The clashes signaled an escalation in violence in Turkey’s southeast, where Kurdish militants have resumed an insurgency against the Turkish state that has claimed nearly 40,000 lives over three decades.
On Monday, the military said it had launched airstrikes on the outlawed Kurdistan Workers’ Party in response to the ambush by militants in the Daglica area of Hakkari Province, close to the Iraqi border. There were no immediate reports of deaths.
The airstrikes came after two armored vehicles suffered heavy damage on Sunday from handmade explosives, the military said in a statement, which noted “martyrs and wounded among our heroic armed comrades.”
Government officials said that more than 70 members of the Turkish security forces had been killed since the end of a cease-fire in July. In response to the daily attacks by the Kurdish militants, Turkish officials have called on the Kurdistan Workers’ Party leadership to reinstate the cease-fire and withdraw from Turkey as a first step toward disarmament.
In 2013, Turkey reached a historic settlement with the Kurdish militias, vowing to grant the Kurdish minority greater rights and autonomy in exchange for the cease-fire, which brought peace and stability to the volatile southeast.

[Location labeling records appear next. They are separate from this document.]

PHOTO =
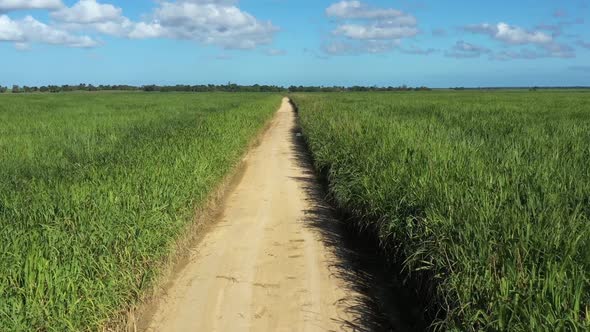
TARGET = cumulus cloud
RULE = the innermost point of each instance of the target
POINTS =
(29, 30)
(10, 5)
(375, 31)
(510, 34)
(368, 29)
(275, 52)
(88, 11)
(551, 51)
(211, 22)
(418, 51)
(358, 10)
(214, 22)
(463, 50)
(351, 47)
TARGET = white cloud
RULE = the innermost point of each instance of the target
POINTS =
(22, 47)
(368, 29)
(358, 10)
(213, 22)
(9, 5)
(88, 11)
(375, 31)
(29, 30)
(464, 50)
(354, 47)
(275, 52)
(510, 34)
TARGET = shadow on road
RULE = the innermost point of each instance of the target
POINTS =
(379, 300)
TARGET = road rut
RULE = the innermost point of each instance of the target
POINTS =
(260, 267)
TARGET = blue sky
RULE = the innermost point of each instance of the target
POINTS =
(286, 42)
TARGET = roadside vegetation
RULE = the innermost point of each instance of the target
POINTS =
(96, 188)
(484, 194)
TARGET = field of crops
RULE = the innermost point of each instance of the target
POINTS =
(487, 193)
(96, 188)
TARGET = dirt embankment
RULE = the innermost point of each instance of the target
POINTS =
(273, 261)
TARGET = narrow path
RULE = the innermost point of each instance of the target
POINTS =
(261, 267)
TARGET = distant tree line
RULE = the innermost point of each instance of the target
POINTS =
(230, 87)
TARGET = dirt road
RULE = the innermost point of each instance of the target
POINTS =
(260, 268)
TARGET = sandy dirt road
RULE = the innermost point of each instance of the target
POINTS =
(260, 267)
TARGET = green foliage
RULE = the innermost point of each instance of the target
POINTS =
(95, 188)
(488, 192)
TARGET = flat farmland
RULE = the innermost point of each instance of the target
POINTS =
(96, 188)
(482, 197)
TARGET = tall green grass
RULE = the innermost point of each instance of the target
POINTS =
(486, 193)
(95, 189)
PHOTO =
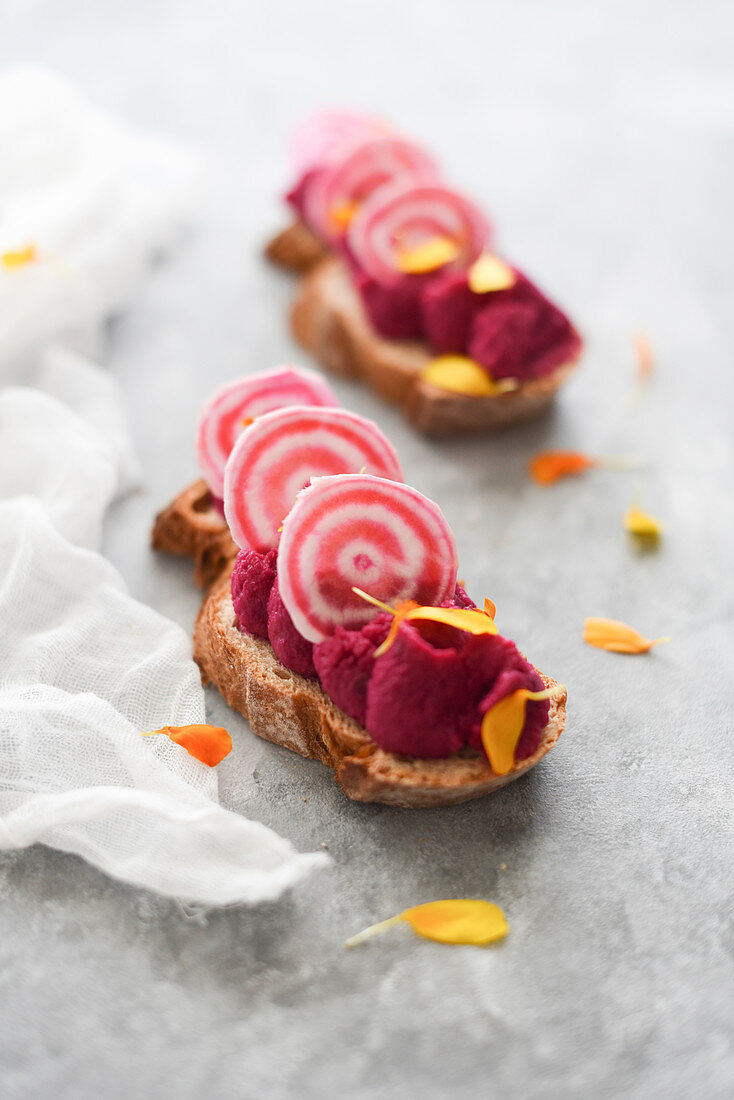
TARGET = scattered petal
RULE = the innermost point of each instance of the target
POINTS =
(503, 724)
(22, 256)
(341, 215)
(462, 375)
(616, 637)
(455, 921)
(549, 466)
(427, 256)
(207, 744)
(642, 524)
(645, 360)
(490, 273)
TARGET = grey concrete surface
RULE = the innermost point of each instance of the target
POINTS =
(601, 139)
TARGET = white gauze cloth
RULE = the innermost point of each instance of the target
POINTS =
(96, 198)
(84, 668)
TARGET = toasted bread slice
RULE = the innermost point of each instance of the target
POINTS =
(296, 248)
(329, 321)
(288, 710)
(192, 526)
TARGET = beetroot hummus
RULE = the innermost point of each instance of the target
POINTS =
(425, 696)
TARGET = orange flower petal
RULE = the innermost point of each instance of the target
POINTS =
(462, 375)
(548, 466)
(503, 724)
(207, 744)
(341, 215)
(490, 273)
(453, 921)
(428, 256)
(473, 620)
(616, 637)
(19, 259)
(645, 360)
(642, 524)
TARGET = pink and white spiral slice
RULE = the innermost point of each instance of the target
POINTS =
(277, 454)
(405, 217)
(319, 136)
(225, 414)
(358, 172)
(361, 531)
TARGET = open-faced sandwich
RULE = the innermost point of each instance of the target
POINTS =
(340, 630)
(194, 523)
(402, 284)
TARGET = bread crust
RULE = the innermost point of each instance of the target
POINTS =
(294, 712)
(296, 248)
(328, 320)
(190, 526)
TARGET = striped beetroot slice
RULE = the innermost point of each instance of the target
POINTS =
(359, 172)
(321, 135)
(277, 454)
(222, 415)
(357, 530)
(405, 216)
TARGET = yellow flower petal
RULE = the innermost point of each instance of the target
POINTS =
(473, 620)
(549, 466)
(462, 375)
(490, 273)
(453, 921)
(341, 215)
(458, 921)
(616, 637)
(427, 256)
(503, 724)
(19, 259)
(642, 524)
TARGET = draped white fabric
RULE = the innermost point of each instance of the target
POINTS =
(84, 668)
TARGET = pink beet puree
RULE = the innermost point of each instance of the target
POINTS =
(514, 333)
(253, 576)
(425, 697)
(291, 648)
(536, 712)
(346, 661)
(393, 310)
(260, 609)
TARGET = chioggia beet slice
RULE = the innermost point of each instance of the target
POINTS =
(233, 405)
(343, 186)
(277, 454)
(357, 530)
(424, 220)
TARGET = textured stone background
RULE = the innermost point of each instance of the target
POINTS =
(600, 136)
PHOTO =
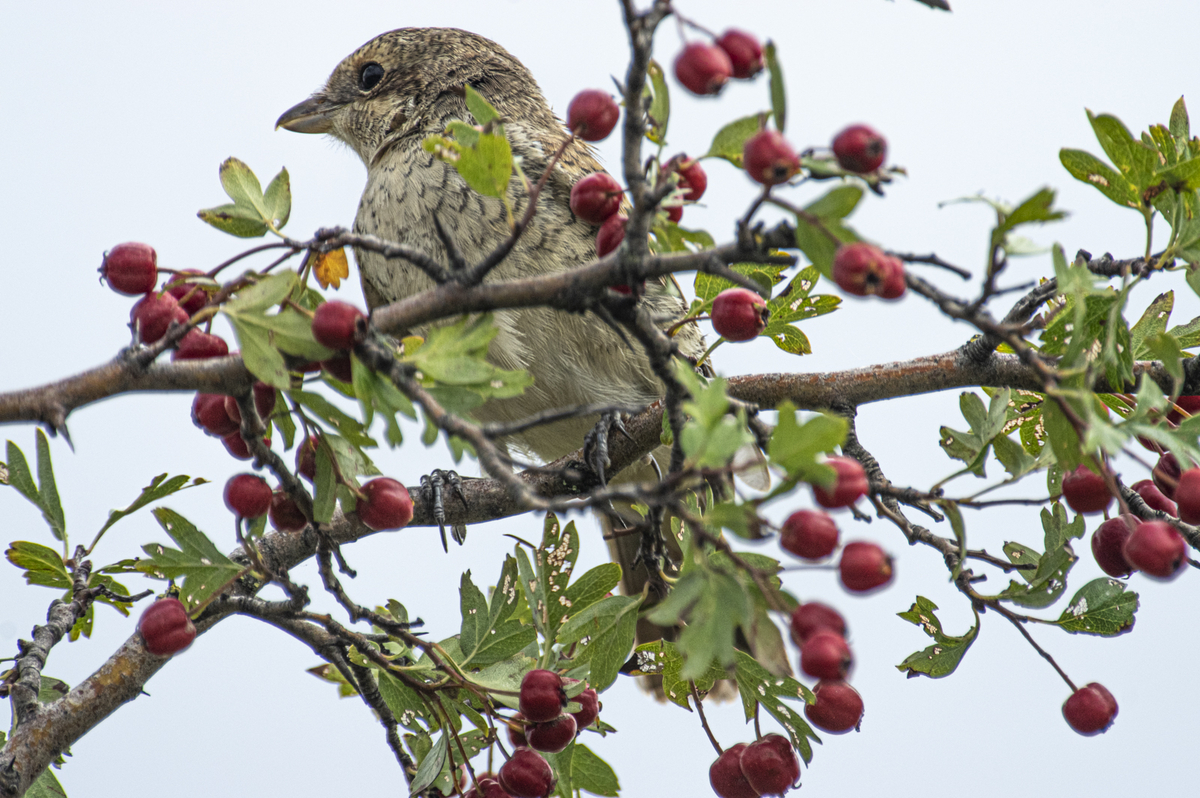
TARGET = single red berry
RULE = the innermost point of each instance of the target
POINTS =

Elections are scheduled for Nov. 1, with Prime Minister Ahmet Davutoglu’s Justice and Development Party hoping to regain the majority it lost in the June 7 election. Opponents say that the government’s decision to resume extensive military operations against the Kurdistan Workers’ Party is driven at least in part by a calculated strategy by the Justice and Development Party to recapture the nationalist vote.
Commenting on the unrest in a television interview on Sunday, President Recep Tayyip Erdogan said the situation would be different if Turks had voted for 400 lawmakers from a single party in the June election, referring to the number of seats the Justice and Development Party would need to secure an absolute majority to change the Constitution.
He vowed that Turkey would continue its military operations against the Kurdish militants “until the end.” He said 2,000 militants had been killed so far.
After the attack on Sunday, Mr. Davutoglu left early from a soccer match between Turkey and the Netherlands in the city of Konya and returned to Ankara to convene an emergency security meeting, indicating the gravity of the attack. No statements were made.
On Monday, Mr. Erdogan said the attack was aimed at breaking up the country’s unity.
“I believe that the Turkish nation will maintain a united and determined stance against attacks that aim to damage peace, security and stability of the country,” he said in a written statement. “The pain of our security forces who were martyred in the treacherous attack by the separatist terrorist organization sears our hearts.”
Selahattin Demirtas, the co-chairman of the pro-Kurdish Democratic People’s Party, whose success in the June election stripped the Justice and Development Party of its majority, condemned the attack and the government’s policy toward the Kurds.